What should you be doing in the days, weeks, months, years, decades (and why not) and centuries to come? I can give you two answers. One comes from C.S. Lewis, and Y&S refer to it in the book:
We are not the first to live in the shadow of annihilation. Previous generations knew more of it than we do. As C. S. Lewis wrote: “How are we to live in an atomic age?” I am tempted to reply: “Why, as you would have lived in the sixteenth century when the plague visited London almost every year, or as you would have lived in a Viking age when raiders from Scandinavia might land and cut your throat any night; or indeed, as you are already living in an age of cancer, an age of syphilis, an age of paralysis, an age of air raids, an age of railway accidents, an age of motor accidents.” If we are all going to be destroyed by an atomic bomb, let that bomb when it comes find us doing sensible and human things—praying, working, teaching, reading, listening to music, bathing the children, playing tennis, chatting to our friends over a pint and a game of darts—not huddled together like frightened sheep and thinking about bombs. C.S. Lewis was not telling his reader that they shouldn’t be scared because nukes aren’t real and there’s no chance they’ll die of them. He was not telling the reader to warp their beliefs around the fear. He was simply saying: Well, yes, it is terrible. Cowering in fear won’t help. You also need to live your life.
Yudkowsky, Eliezer; Soares, Nate. If Anyone Builds It, Everyone Dies: The Case Against Superintelligent AI (pp. 229-230). (Function). Kindle Edition.
I have the advantage of being incorrigibly lazy, and so I prefer a much shorter, more pithy quote that says more or less the same thing. It comes from my favorite science fiction writer, and remains excellent advice no matter where you are, and when you are there.
Don’t Panic.
Students who have been tortured by mathematics textbooks will wonder about the coincidence of the initials.

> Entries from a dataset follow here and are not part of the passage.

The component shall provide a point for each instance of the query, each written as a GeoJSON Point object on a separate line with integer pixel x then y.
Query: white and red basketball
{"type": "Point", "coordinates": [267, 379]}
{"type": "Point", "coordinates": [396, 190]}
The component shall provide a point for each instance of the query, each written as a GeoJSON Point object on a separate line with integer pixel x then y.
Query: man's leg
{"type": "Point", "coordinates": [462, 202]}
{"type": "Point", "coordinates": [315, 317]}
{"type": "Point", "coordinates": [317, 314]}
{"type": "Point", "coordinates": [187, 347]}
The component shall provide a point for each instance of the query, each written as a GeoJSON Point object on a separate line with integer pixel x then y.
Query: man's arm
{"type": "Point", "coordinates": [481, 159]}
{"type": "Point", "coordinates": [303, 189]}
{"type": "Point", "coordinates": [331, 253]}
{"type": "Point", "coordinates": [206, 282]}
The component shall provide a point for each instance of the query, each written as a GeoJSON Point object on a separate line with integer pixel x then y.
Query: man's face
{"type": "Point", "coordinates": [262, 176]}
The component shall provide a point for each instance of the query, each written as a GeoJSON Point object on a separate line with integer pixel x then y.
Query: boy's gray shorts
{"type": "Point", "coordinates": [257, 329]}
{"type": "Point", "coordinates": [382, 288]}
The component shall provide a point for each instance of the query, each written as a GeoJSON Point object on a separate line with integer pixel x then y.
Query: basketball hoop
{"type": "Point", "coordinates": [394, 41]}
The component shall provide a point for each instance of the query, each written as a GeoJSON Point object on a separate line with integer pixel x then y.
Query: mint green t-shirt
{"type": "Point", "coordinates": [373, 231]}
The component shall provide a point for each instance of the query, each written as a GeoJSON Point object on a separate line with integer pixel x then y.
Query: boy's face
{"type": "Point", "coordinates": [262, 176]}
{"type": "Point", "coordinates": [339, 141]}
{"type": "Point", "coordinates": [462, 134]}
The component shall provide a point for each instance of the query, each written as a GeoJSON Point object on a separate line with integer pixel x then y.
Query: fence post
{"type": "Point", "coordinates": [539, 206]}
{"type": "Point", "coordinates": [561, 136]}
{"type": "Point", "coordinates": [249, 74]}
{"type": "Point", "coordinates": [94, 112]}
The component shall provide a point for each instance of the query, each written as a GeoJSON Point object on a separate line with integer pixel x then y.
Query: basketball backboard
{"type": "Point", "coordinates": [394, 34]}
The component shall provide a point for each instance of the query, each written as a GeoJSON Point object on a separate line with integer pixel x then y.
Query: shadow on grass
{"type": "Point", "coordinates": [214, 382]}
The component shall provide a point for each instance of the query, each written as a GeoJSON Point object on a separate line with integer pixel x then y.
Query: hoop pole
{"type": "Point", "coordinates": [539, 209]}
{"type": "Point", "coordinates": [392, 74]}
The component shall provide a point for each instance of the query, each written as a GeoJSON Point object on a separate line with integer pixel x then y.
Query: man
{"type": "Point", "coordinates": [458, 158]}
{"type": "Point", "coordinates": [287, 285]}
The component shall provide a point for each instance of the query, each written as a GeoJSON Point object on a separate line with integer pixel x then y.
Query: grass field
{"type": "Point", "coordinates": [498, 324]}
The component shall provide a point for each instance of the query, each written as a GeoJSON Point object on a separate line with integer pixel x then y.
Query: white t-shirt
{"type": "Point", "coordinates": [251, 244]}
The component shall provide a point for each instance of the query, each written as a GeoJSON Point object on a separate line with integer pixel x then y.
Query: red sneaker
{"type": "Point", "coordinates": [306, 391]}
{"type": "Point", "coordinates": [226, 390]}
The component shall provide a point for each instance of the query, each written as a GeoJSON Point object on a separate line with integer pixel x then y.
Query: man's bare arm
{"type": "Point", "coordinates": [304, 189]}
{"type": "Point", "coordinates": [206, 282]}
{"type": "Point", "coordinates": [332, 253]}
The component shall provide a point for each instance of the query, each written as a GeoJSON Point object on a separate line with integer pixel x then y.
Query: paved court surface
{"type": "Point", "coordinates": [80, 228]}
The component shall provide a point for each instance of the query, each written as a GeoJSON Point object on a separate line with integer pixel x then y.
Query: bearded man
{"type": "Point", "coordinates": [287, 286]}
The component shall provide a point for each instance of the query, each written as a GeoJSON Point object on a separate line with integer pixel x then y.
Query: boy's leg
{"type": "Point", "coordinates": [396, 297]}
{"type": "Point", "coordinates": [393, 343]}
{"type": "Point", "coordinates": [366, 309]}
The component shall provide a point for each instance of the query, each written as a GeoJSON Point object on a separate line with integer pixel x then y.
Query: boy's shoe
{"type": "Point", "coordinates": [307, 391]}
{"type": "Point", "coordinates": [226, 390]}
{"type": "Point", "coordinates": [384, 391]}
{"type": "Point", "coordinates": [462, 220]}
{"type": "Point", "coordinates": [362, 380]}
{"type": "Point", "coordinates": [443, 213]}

Fans of H2G2 will say wellofcourse.
ChatGPT, my editor on this blogpost, suggests adding this footnote here: “Even if instrumental pressures push toward efficiency, it doesn’t follow that ‘efficiency’ is the terminal objective. My claim is narrower: terminal aims are underdetermined by current training—so strong predictions about what they’ll want outrun the evidence.”
Then ask for sources: “If you think efficiency is a terminal aim, cite the argument; if you think it’s instrumental, explain why that still implies extinction.”
I have deferred to its wise judgment in this case.
There is, of course nothing special about these three dates. They just happen to be divisible by five, and that pattern is pleasing to us.
It may be misplaced, I know. See: https://www.lesswrong.com/w/orthogonality-thesis
Am I talking about cyborgism? Don’t have the faintest idea. But I think it is fair to assume that evolution of both AIs and humanity will be on a very accelerated timescale. But I do not claim to know anything at all about the path that we will end up taking.